Do ponto de vista da digitalização educacional, a educação em IA em todos os níveis de ensino também impulsionará o desenvolvimento de salas de aula inteligentes, plataformas de experimentação em IA, materiais didáticos digitais, grandes modelos de ensino, experimentos virtuais e sistemas de avaliação educacional. As escolas precisam fornecer aos alunos ambientes práticos adequados à sua faixa etária, permitindo que eles entrem em contato com aplicações de IA em condições seguras, controláveis e conformes. As autoridades educacionais também precisam se preocupar com a segurança de dados, a proteção de menores, a transparência de algoritmos, os limites da assistência em tarefas e a equidade educacional. As diferenças na infraestrutura digital entre regiões e escolas são significativas; sem cursos universalmente acessíveis, plataformas compartilhadas e treinamento de professores, os recursos de educação em IA podem continuar a se concentrar em cidades e escolas de destaque. O plano insere a educação em IA em todos os níveis de ensino na construção da capacidade e literacia dos alunos, e sua implementação subsequente exigirá o suporte conjunto de plataformas nacionais, complementos locais, currículos escolares e sistemas de formação de professores.

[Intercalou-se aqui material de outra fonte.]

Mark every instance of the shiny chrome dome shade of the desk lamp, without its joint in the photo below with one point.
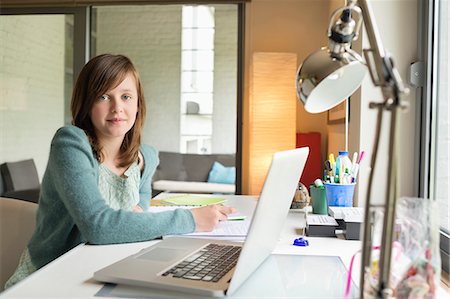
(324, 81)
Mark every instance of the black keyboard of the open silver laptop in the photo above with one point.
(210, 263)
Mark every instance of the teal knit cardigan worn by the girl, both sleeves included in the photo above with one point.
(72, 211)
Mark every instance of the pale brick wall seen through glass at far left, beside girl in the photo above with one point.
(32, 52)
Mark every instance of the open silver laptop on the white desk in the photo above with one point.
(216, 267)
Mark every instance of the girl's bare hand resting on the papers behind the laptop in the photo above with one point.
(206, 218)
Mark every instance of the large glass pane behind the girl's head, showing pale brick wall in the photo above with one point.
(187, 59)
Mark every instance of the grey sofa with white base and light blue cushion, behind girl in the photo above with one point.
(191, 173)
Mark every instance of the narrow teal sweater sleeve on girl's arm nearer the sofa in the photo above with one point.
(151, 161)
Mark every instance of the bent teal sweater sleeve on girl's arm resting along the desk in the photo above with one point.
(75, 179)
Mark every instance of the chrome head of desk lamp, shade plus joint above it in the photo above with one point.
(327, 77)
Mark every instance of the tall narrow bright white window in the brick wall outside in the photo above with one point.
(197, 79)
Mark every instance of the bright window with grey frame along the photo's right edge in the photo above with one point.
(436, 118)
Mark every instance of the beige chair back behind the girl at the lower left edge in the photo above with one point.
(17, 223)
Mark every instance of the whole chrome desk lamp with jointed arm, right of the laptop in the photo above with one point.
(329, 76)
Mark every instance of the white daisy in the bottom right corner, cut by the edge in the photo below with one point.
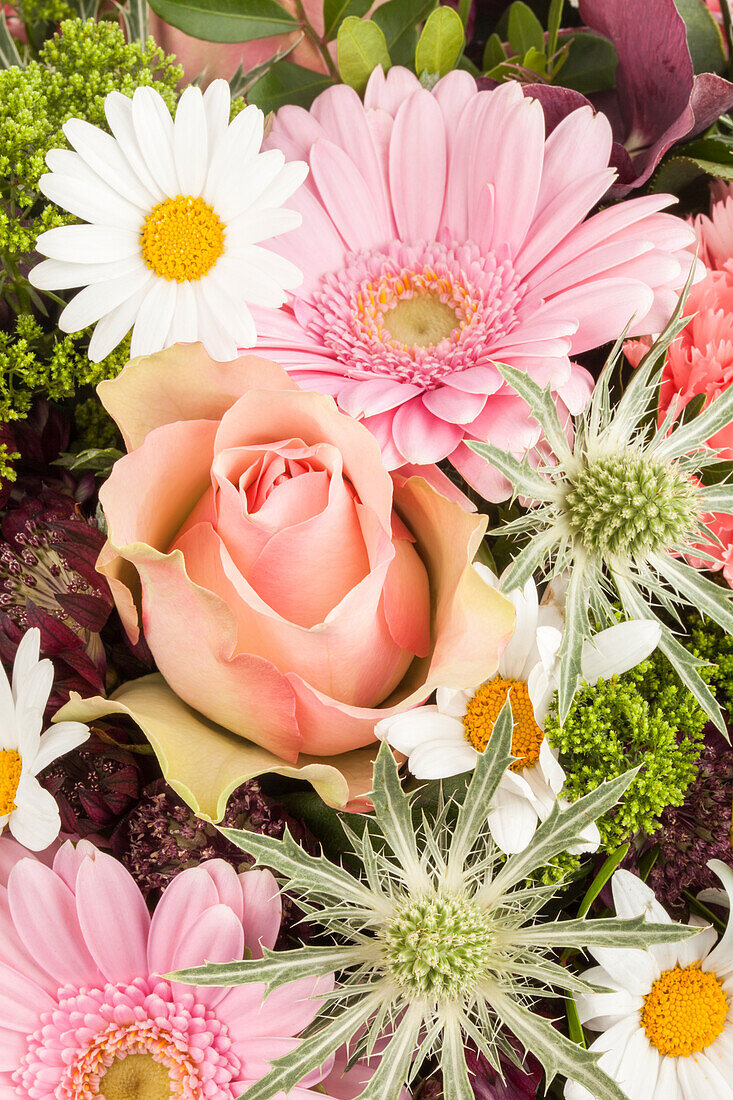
(668, 1017)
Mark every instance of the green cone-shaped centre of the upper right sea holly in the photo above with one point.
(630, 505)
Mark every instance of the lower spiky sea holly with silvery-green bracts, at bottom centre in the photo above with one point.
(437, 942)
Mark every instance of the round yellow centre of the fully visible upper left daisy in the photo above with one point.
(182, 239)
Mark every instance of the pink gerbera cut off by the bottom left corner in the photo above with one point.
(84, 1009)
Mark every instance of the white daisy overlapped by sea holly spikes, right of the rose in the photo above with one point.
(446, 740)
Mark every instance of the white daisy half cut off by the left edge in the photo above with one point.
(27, 808)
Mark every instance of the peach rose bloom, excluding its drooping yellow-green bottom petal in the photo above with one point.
(289, 589)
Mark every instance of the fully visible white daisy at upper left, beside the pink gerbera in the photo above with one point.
(177, 212)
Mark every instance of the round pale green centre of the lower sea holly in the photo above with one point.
(439, 947)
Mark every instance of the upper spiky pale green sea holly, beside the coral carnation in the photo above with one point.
(618, 511)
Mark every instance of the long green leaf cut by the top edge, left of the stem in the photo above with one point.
(226, 20)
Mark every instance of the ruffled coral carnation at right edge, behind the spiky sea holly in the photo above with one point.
(701, 362)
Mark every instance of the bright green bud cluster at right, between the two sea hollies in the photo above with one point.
(644, 719)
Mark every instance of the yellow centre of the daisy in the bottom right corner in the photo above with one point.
(685, 1011)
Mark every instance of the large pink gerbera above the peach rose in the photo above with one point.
(443, 233)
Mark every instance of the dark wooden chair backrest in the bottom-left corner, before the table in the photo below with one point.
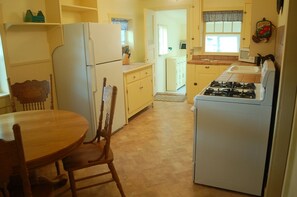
(13, 162)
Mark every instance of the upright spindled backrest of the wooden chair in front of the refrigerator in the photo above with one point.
(106, 115)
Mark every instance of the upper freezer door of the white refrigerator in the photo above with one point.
(104, 43)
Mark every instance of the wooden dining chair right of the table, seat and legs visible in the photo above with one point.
(97, 151)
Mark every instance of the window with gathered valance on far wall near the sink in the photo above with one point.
(222, 31)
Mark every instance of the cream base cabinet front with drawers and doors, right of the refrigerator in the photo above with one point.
(138, 90)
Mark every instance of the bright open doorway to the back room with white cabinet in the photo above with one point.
(175, 22)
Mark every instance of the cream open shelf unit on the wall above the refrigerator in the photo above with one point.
(78, 11)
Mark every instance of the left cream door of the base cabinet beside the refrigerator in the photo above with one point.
(134, 97)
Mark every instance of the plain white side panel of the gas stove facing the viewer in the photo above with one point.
(231, 144)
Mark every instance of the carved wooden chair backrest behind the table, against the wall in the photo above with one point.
(31, 94)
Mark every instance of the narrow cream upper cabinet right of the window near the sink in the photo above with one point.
(247, 21)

Este plano também se alinha ao anterior "Plano de Ação 'Educação + IA'". Esse plano de ação propõe que, até 2030, a integração profunda entre IA e educação esteja basicamente formada, construindo um sistema de educação em IA em todos os níveis de ensino, verticalmente contínuo e horizontalmente interligado, juntamente com a educação geral para toda a sociedade; interpretações relevantes do Ministério da Educação também mencionaram a necessidade de promover a educação em IA em todos os níveis de ensino e a educação geral para toda a sociedade, formando talentos de alta qualidade. O presente "Plano do 15º Quinquênio para o Desenvolvimento Educacional" reafirma a direção da educação em IA em todos os níveis de ensino, indicando que o cultivo da literacia em IA passará de ações especiais para um arranjo educacional mais sistemático, com foco subsequente em padrões curriculares, construção de materiais didáticos, treinamento de professores, plataformas de recursos de ensino e avaliação de competências dos alunos.

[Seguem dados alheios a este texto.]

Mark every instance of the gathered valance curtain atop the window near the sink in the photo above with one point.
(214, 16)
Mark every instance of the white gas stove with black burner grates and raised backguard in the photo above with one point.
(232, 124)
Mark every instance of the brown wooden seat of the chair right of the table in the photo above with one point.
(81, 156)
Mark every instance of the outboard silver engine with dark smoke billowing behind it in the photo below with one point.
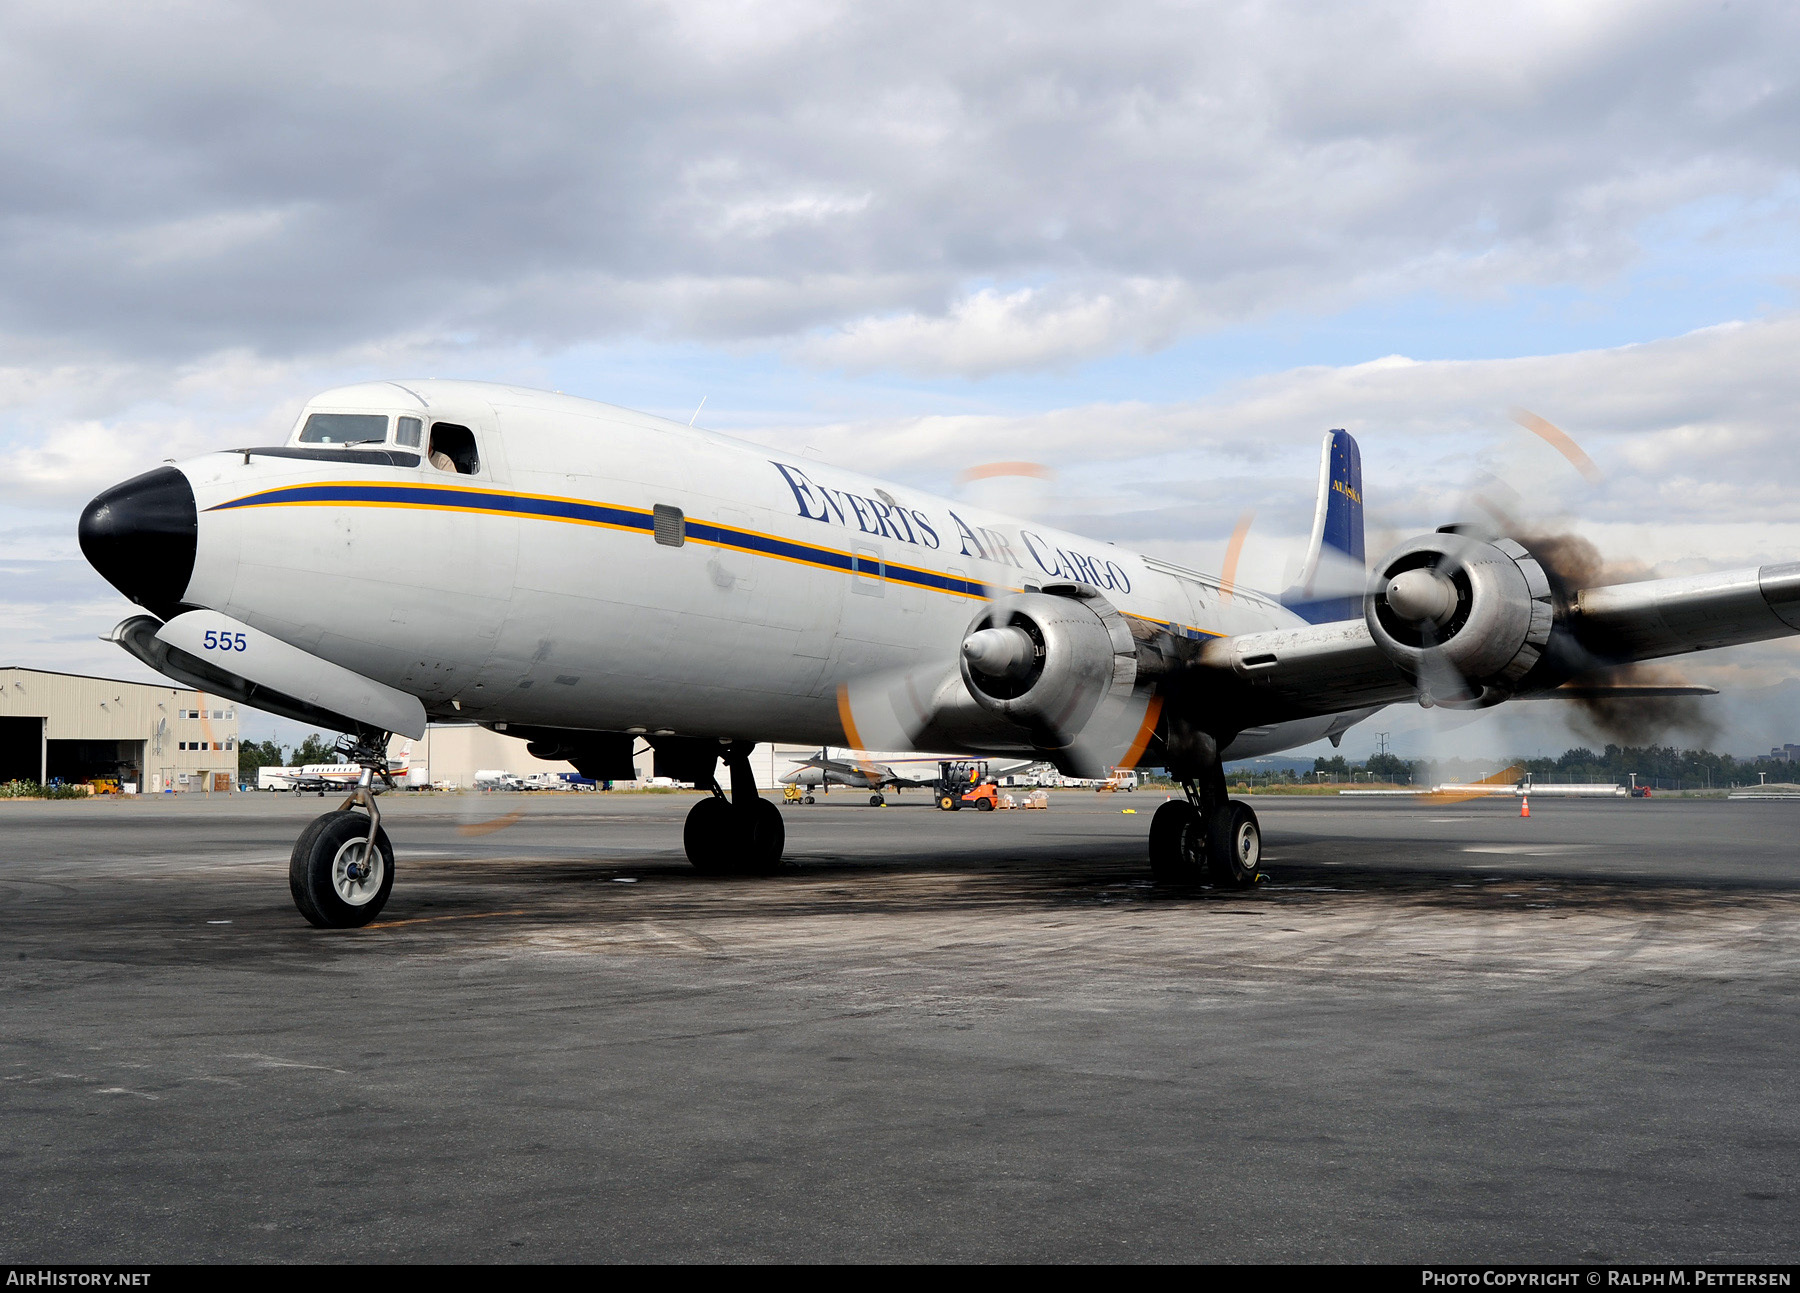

Para a indústria e o desenvolvimento social, o impacto da educação em IA em todos os níveis de ensino se estenderá gradualmente à oferta de talentos. No futuro, os alunos, independentemente de ingressarem nos setores de manufatura, energia, transporte, saúde, finanças, agricultura, educação ou indústrias criativas e culturais, enfrentarão ferramentas inteligentes, sistemas automatizados e fluxos de trabalho orientados por dados. A consciência de problemas, a consciência de dados, o pensamento científico e a consciência ética tecnológica formados durante a fase escolar influenciarão sua capacidade de aprendizado e adaptação técnica ao entrarem na indústria. O Conselho de Estado, ao incluir a literacia em IA no plano de desenvolvimento educacional do 15º Quinquênio, demonstra que a educação em IA já passou de projetos-piloto locais para a construção de capacidades básicas. O efeito da implementação subsequente dependerá da capacidade de cada região de realmente integrar currículos, professores, plataformas, avaliação e governança de segurança.